Come fermare l’Iran? È il rompicapo su cui si interrogano gli Stati Uniti sin dall’inizio della crisi in Medio Oriente che ha mandato in frantumi il tentativo di riavvicinamento di Washington al regime degli ayatollah. La strage del 7 ottobre ha stravolto il fragile equilibrio diplomatico tra i due Paesi nemici riaccendendo i riflettori sui legami di Teheran con Hamas e gli altri suoi proxies in Libano, Siria, Iraq e Yemen. Organizzazioni che stanno seminando il caos con attacchi contro lo Stato ebraico e le truppe americane spingendo la Casa Bianca ad approntare piani per un’imminente espansione del conflitto a tutta la regione mediorientale.
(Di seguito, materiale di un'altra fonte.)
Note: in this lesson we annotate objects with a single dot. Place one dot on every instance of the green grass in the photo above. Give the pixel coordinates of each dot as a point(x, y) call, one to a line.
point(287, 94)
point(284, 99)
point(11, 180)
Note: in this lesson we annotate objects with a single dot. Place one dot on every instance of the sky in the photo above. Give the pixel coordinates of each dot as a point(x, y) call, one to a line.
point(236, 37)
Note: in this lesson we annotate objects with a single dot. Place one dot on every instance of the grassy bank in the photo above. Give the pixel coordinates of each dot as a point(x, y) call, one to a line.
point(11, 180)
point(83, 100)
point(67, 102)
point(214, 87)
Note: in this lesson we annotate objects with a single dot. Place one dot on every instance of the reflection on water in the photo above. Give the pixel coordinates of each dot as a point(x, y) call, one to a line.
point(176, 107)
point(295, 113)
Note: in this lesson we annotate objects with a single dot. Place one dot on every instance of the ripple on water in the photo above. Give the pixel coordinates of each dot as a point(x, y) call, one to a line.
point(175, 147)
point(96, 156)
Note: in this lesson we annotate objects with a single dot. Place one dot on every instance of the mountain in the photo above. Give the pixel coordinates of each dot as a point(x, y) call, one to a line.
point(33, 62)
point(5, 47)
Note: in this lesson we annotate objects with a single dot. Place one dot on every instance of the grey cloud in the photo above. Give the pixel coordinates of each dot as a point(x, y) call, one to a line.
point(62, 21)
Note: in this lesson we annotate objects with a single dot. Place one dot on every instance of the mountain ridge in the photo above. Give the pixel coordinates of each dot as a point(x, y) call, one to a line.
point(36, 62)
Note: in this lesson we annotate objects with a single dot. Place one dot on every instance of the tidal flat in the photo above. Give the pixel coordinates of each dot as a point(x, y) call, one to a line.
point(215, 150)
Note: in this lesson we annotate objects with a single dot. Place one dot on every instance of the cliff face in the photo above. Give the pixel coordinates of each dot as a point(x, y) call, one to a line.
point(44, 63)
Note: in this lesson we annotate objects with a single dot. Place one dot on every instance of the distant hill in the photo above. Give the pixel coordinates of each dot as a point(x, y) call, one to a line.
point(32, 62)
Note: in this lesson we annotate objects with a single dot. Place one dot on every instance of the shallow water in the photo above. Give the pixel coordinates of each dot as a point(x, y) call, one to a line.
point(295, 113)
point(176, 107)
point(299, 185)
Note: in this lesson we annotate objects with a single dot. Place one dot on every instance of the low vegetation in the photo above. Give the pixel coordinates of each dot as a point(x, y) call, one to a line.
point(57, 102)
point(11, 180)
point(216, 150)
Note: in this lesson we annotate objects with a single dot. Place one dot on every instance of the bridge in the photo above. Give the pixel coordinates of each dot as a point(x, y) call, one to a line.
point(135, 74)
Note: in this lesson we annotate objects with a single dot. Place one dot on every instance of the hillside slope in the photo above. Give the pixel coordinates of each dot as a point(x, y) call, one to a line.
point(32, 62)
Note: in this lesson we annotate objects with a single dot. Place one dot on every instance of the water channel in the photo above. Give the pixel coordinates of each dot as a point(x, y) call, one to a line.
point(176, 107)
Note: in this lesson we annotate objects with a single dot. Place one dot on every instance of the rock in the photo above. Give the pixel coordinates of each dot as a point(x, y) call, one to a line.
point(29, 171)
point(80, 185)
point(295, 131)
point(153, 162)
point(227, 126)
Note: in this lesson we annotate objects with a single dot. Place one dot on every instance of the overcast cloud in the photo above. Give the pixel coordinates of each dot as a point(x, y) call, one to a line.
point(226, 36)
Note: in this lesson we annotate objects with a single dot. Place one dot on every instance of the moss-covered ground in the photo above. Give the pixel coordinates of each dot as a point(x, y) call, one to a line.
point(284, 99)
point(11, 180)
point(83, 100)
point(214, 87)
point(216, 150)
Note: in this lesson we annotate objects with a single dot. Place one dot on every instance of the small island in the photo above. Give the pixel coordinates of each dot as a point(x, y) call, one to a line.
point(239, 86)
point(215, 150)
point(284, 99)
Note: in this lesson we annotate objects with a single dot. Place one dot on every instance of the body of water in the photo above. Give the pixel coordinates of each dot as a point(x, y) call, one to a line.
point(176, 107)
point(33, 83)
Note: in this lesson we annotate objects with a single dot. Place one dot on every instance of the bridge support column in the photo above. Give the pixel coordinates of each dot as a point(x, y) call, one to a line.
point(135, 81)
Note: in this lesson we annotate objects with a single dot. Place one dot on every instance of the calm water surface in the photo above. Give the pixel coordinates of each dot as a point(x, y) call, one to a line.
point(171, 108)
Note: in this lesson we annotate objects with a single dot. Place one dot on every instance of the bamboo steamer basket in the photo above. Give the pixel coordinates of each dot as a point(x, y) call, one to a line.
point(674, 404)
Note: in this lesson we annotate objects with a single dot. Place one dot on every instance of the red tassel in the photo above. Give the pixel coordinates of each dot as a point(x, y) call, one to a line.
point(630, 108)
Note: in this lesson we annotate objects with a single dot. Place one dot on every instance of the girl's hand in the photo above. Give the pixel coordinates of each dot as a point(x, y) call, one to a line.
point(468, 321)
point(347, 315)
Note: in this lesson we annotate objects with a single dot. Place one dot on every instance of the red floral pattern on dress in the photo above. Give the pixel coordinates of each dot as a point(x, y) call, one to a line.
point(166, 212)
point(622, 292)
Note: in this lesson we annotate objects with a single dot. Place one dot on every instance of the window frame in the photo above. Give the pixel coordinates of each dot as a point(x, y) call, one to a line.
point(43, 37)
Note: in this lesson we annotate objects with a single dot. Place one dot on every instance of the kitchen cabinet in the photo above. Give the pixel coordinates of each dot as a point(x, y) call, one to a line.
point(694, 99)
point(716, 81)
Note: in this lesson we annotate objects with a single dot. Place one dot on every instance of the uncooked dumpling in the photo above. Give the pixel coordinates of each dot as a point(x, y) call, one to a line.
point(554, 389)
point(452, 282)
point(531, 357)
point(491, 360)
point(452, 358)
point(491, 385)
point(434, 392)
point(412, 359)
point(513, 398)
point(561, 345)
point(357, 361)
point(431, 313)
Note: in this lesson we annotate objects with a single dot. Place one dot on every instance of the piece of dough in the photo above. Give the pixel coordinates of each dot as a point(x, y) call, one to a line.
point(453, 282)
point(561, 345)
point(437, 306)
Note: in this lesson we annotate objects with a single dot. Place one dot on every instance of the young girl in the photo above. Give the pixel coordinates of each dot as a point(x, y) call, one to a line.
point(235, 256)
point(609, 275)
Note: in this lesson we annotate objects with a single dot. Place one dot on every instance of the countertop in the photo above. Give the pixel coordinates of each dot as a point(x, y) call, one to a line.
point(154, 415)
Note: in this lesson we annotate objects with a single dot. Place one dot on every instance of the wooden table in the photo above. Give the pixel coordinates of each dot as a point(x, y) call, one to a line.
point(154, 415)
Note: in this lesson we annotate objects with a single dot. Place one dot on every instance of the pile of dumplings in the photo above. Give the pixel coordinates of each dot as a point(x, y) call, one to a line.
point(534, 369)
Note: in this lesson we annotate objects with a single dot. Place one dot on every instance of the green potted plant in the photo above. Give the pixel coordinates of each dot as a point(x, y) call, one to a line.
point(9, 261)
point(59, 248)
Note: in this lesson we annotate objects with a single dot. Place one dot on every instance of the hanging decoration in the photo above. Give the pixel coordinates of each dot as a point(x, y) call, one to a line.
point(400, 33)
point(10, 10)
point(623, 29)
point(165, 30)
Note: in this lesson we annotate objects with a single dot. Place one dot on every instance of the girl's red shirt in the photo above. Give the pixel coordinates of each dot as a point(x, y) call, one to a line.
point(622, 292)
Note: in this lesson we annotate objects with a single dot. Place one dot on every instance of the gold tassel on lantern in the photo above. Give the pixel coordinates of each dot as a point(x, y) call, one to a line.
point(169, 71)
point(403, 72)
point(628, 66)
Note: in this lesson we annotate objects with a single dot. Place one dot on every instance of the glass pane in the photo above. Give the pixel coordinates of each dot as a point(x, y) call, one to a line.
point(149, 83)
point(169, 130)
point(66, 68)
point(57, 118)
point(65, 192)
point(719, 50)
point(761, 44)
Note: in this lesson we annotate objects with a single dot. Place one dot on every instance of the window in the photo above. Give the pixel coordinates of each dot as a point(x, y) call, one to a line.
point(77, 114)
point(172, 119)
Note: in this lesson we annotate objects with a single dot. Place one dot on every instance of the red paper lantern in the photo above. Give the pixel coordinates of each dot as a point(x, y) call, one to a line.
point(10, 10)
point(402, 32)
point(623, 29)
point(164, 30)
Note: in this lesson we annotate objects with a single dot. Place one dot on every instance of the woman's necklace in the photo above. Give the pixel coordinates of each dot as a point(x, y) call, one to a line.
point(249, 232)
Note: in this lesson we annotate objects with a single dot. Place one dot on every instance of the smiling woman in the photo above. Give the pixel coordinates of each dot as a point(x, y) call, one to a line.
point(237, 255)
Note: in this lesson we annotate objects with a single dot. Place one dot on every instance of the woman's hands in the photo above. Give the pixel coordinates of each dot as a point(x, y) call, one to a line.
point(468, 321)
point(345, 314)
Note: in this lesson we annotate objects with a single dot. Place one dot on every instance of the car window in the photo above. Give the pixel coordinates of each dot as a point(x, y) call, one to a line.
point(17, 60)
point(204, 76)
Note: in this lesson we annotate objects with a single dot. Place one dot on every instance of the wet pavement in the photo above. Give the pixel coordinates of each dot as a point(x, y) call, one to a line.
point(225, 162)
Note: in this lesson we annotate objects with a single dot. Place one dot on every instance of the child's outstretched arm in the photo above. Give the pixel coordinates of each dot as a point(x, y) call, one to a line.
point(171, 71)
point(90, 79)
In queste ore di alta tensione e a pochi giorni dagli attentati di Kerman per i quali, seppur rivendicati dall’Isis, l’Iran giura vendetta lanciando minacce ad Israele, il Wall Street Journal pubblica un intervento in cui il generale Usa in pensione Kenneth F. McKenzie Jr espone la strategia che, a suo dire, Joe Biden dovrebbe adottare nei confronti dell’Iran. “Il processo decisionale degli iraniani è razionale. I loro leader comprendono la minaccia della risposta violenta e della sua applicazione” scrive il militare, aggiungendo che Teheran può essere contenuta se l’America dimostra “la volontà e la capacità” di usare la forza quando necessario.
Quella di McKenzie è un’opinione che conta. È stato lui, infatti, in qualità di comandante del Central Command dal 2019 al 2022, a guidare l’attacco autorizzato dall’allora presidente Donald Trump che nel gennaio del 2020 ha eliminato a Baghdad il temuto generale dei pasdaran Qassem Soleimani. Proprio la “contenuta” risposta iraniana a quell’omicidio mirato, un lancio di missili contro la base Usa Al Asad in Iraq, avrebbe fatto comprendere a McKenzie come Teheran, ridimensionata dall’audace dimostrazione di forza del nemico, non avrebbe osato provocare ulteriormente Washington.
Per l’ex generale sono tre gli obiettivi strategici iraniani: preservare il regime teocratico, distruggere Israele ed espellere gli Stati Uniti dal Medio Oriente. Dopo l’omicidio di Soleimani l’agenda dell’Iran è stata affidata ai suoi proxies per evitare uno scontro diretto con il “Grande Satana” e gli americani non si sarebbero dimostrati all’altezza delle nuove sfide. McKenzie sostiene che il messaggio diffuso dall’amministrazione Biden incentrato “sull’evitare l’escalation come la nostra principale priorità è pericoloso per i nostri avversari e per i nostri partner”. La lezione imparata dall’ex comandante Usa è che la serie di attacchi da parte dell’Asse della resistenza, inclusi quelli degli Houthi che minacciano il principio della libera navigazione, può essere interrotta solo con un “veloce e violento contrattacco”.
I leader iraniani per McKenzie starebbero seguendo la celebre massima attribuita a Lenin: ”Procedi con la baionetta. Se non trovi resistenza avanzi, se trovi l’acciaio ti fermi”. Oggi quindi il regime degli ayatollah non starebbe tenendo a bada i suoi proxies perché incoraggiato dalla debole reazione americana incontrata sino ad ora. Una considerazione ancor più preoccupante in quanto, secondo l’ex generale, il vero rivale strategico degli Stati Uniti, la Cina, starebbe osservando con grande attenzione la risposta della superpotenza occidentale agli eventi in Medio Oriente traendone le conclusioni per possibili iniziative contro Taiwan.